Isuku fut ma première initiative depuis la fondation de SaCoDé. Elle visait à former les femmes et jeunes vulnérables en techniques modernes de nettoyage et d’entretien des locaux. Avec deux objectifs : leur apprendre premièrement comment lutter contre toute maladie causée par le manque d’hygiène, cause majeure des maladies répétitives conduisant à des hospitalisations de personnes vulnérables, notamment les maladies sales, le paludisme, etc. Deuxièmement, il s’agissait de les équiper en compétences pouvant les aider à trouver de l’emploi. Le domaine de l’hôtellerie, du nettoyage et entretien des locaux a été notre premier cible, parce que déficitaire en personnels formés alors qu’il offre des revenus permettant de mieux pourvoir aux besoins de ses praticiens.

Avant de commencer la toute première formation, je me suis entretenue avec certains de mes confidents pour leur parler de mon projet. Sur les cinq personnes que j’ai contactées, trois m’ont découragé. Non seulement le métier de nettoyage semblait dévalorisant au Burundi, me disaient-elles, mais le système de recrutement pour ce genre de métier qui qui se base peu sur les compétences limite l’intérêt de ceux qui souhaiterait se former.
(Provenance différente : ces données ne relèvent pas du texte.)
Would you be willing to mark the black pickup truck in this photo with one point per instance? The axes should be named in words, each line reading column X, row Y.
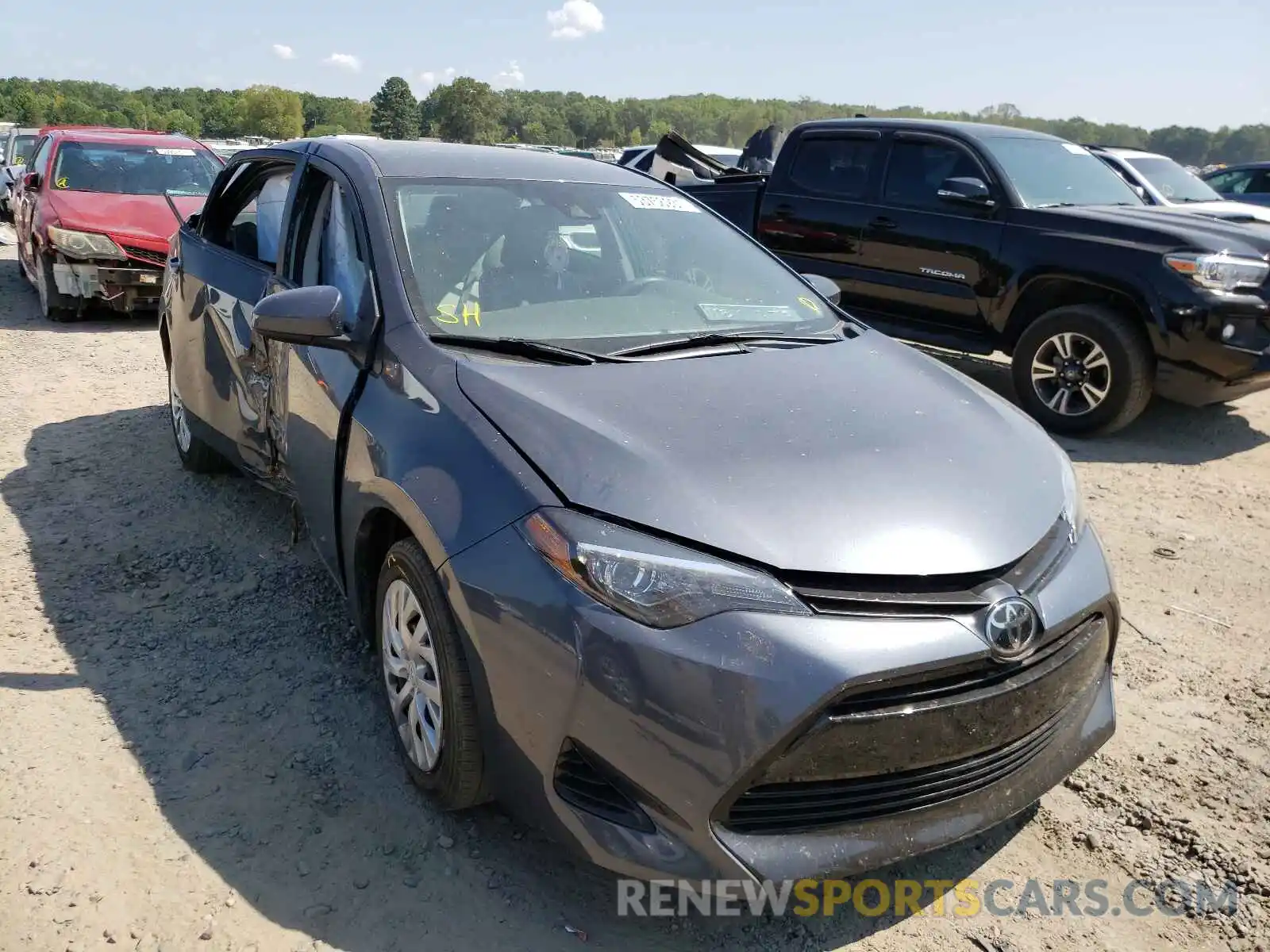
column 982, row 238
Cela ne m’a pas découragée, car cela faisait des mois que j’avais déjà identifié les femmes et jeunes à former. La liste était tellement longue que j’avais prévu deux sites de formation en même temps. Malgré les démotivations, j’ai commencé les formations. L’avant midi, je formais une vingtaine de femmes de mon Eglise à l’Eglise même et l’après-midi, je formais une vingtaine de femmes chez moi dans notre garage que j’avais transformé en une salle de formation.

projet-isukuMes premières classes étaient faites de femmes déprimées et à l’air misérables. Il y en avait parmi elles certaines qui portaient un seul pagne de lundi à vendredi.

A côté de ceux qui me décourageaient, d’autres me murmuraient de persévérer. Je les remercie du fond de mon cœur. Parmi ces dames au grand cœur, je citerais Mmes Thérèse Ngendandumwe, Yvette Nkamicaniye, Liliane Ngomirakiza, Maman Ariel (Mme Espérance) qui ont appuyé l’initiative Isuku et ont offert à ces femmes les habits, pagnes, chaussures et sac à main pour qu’elles puissent commencer leurs stages dans les hôtels sans trop de complexes, en toute dignité.

Aujourd’hui, je peux affirmer que le projet Isuku est une initiative à impact rapide et visible. En effet, après un mois de formation et un mois de stage dans un milieu hôtelier, 80% de ces femmes ont été recrutées par les hôtels ou les bureaux. Elles ont eu un emploi, et ont repris la joie de vivre. Ainsi, celles qui ont été accueillies dans les hôtels ont bénéficié d’une restauration régulière avec une alimentation équilibrée, participant à ameliorer leur santé. Mais en plus, elles sont capables de payer le loyer, de subvenir aux besoins de leurs enfants et regagnent le respect dans leurs communautés.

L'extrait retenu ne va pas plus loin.